Last week, Hong became the second deputy chairman of the village committee to be detained in the space of a week, and is currently in criminal custody on suspicion of “taking bribes for public projects” in the village, the nearby Lufeng city government, which administers Wukan, said on its official Twitter-like account last Thursday.
Yang Semao was released on bail a day after his earlier detention, but Hong Ruichao remains in a detention center, villagers said.
Zhuang added: “All the signs are that the authorities will start taking retaliatory action after [coming] elections in [March] 2014 against those who fought for their rights.”
“That’s why I thought of running away to the United States,” he said.
Villagers push back
Hundreds of Wukan villagers defended their village against armed police in a standoff with security forces in December 2011, following weeks of peaceful protest at decades of unauthorized land sell-offs by former party secretary Xue Chang, who has since been disciplined for corruption.
Xue Chang was ousted after four decades in charge of Wukan following a protracted campaign of peaceful protest and a face-off over roadblocks and barricades with armed police in December 2011.
Six protest leaders were later elected to the village committee on March 3, 2012 after provincial leaders intervened on villagers’ behalf, while Lin Zuluan was appointed party secretary by authorities in Donghai township, which administers Wukan.
Earlier this month, around 78 percent of eligible voters in the 20,000-strong village turned out to vote in a poll to choose the committee that will implement elections at the end of March 2014.

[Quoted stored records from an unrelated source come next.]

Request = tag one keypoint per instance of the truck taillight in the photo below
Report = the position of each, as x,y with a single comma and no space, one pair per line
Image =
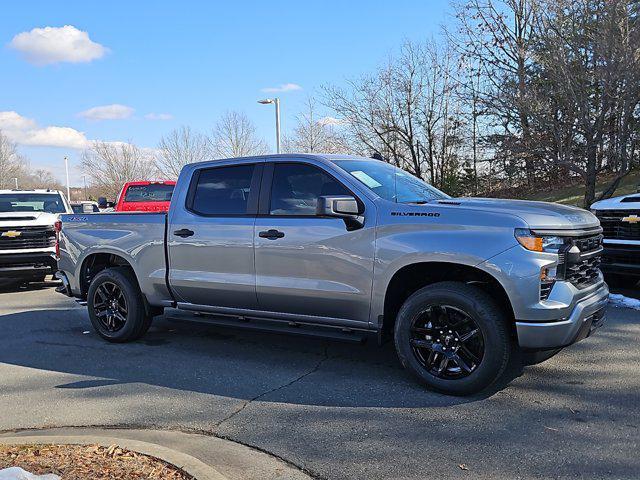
58,228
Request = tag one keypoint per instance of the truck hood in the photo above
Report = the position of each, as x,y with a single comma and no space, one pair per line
27,219
625,202
538,215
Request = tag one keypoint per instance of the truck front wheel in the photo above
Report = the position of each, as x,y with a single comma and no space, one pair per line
453,337
116,307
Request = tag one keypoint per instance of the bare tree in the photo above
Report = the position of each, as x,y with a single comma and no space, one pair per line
111,164
11,164
588,98
407,111
179,148
495,40
234,135
313,134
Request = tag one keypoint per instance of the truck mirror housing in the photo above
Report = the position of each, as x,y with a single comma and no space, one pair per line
343,207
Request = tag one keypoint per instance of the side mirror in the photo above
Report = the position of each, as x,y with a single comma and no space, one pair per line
346,208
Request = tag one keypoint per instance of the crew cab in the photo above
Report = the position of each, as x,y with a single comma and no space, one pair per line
346,247
620,219
27,233
145,196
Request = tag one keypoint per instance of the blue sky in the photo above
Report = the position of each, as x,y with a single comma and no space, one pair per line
190,61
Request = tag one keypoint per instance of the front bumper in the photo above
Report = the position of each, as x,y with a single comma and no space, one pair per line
587,315
27,265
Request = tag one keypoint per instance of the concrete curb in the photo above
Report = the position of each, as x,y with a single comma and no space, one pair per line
204,457
191,465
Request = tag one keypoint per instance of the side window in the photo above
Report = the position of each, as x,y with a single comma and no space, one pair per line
223,190
296,188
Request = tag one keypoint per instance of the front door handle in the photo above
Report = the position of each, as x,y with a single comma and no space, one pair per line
184,232
271,234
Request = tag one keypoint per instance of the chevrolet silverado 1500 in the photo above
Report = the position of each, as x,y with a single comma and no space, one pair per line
27,233
346,246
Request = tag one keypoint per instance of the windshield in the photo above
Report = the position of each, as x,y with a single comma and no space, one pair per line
32,202
156,192
391,183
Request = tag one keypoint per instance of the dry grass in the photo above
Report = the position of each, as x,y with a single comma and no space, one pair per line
84,462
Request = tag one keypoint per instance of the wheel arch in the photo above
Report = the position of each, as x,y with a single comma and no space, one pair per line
411,277
95,262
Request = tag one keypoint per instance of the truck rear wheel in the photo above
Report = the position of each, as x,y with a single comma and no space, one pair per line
116,307
453,337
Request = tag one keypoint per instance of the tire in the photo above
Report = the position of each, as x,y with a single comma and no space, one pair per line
423,345
110,325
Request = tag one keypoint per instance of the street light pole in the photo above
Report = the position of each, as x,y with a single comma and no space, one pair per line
276,102
66,168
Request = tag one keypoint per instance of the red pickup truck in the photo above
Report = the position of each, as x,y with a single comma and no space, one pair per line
145,196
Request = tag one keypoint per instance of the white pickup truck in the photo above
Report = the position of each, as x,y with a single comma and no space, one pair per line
620,220
27,233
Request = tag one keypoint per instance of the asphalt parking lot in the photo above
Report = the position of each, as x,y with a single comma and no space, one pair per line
337,410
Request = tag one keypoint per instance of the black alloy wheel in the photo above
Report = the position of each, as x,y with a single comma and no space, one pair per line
447,342
453,337
110,306
116,305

Zhuang said protest leader Lin Zuluan, a veteran party member who spoke up on behalf of villagers and was later selected as head of the village party committee, had “got gradually closer to the government’s point of view” during the past two years of campaigning for the return of village land.
“I didn’t dare say anything at the time, because if I had, all hell could have broken loose in the village,” Zhuang said.
“But there were several times I tried to remind him that if he carried on the way he was going, he would make it very easy for the government to take revenge on people like me.”
“I was cursed out by Lin Zuluan on many occasions [because of this],” Zhuang said.
Lin told RFA that Zhuang’s comments were unfair, however.
“Some of them had their own point of view, and they wouldn’t listen to what I told them,” he said.
He said Zhuang had headed up a fresh land protest last April, while the committee was still in the process of repossessing a tranche of more than 450 mu (74 acres) of farmland, which was handed back to the committee by Lufeng Fengtian Livestock, owned by Hong Kong businessman Chan Man Ching.
However, villagers say that Wukan has so far managed to recover just 3,000 mu (200 hectares) of a total of nearly 10,000 mu (666 hectares) of farmland sold off by former village chief Xue Chang, who was later removed from his post and investigated for corruption.
Lin said Zhuang’s attitude was “not the right one.”
“I think this is very unfair … and I have been working for him to the best of my ability,” he said.
But he said he had no control over how officials in Lufeng city, which administers Wukan, would act.
“That’s another matter,” Lin said. “But I think they haven’t done too bad a job of handling this, personally.”
Prepared for jail
Yang said he is prepared to go to jail in the cause of pursuing democracy, however.
“I want to work for democracy, and I think that jail is an inevitable price to pay for it, especially in our current political system,” he said.
“[Zhuang’s] not going to help [China’s] progress towards democracy if he’s overseas,” he said.
Yang said he still hopes to work within the framework of China’s Constitution, and to see some of its clauses implemented in real life.
“I want to supervise local government, so that they abide by the Constitution,” he said.
Zhuang’s father said he believes Wukan is unlikely to get any more of its land back, however.
“Those village leaders who were elected [after the protests] have been detained,” Zhuang Songkun told RFA’s Cantonese Service after his son arrived in the U.S.
“They will arrest anyone who takes part in these elections.”
‘Forced to escape’
He said Zhuang Liehong was forced to escape by the precarious situation of former leaders of the 2011 protest, which had held off hundreds of armed police outside the village boundary wall for several days, staging vocal rallies in the village square in front of international media.
“Zhuang Liehong didn’t tell me what he was doing beforehand,” he said. “But they are detaining anyone who takes part in these [current] elections.”
Zhuang said he feels his son has taken the right decision, however.
“Villagers here are still very angry that they haven’t managed to get their land back over the past two years [since the last elections],” he said.
“The land has remained under the control of those former party committee members, and the villagers haven’t had any land, nor a penny [in compensation],” he said.
The requisitioning of rural land for lucrative property deals by cash-hungry local governments triggers thousands of “mass incidents” across China every year, but many result in violent suppression, the detention of the main organizers, and intense pressure on the local population to comply with the government’s wishes.
In the case of Wukan, however, the standoff with armed police who encircled the village sparked rare concessions following an investigation by the provincial government of Guangdong, which concluded that most of the villagers’ demands and complaints were justified.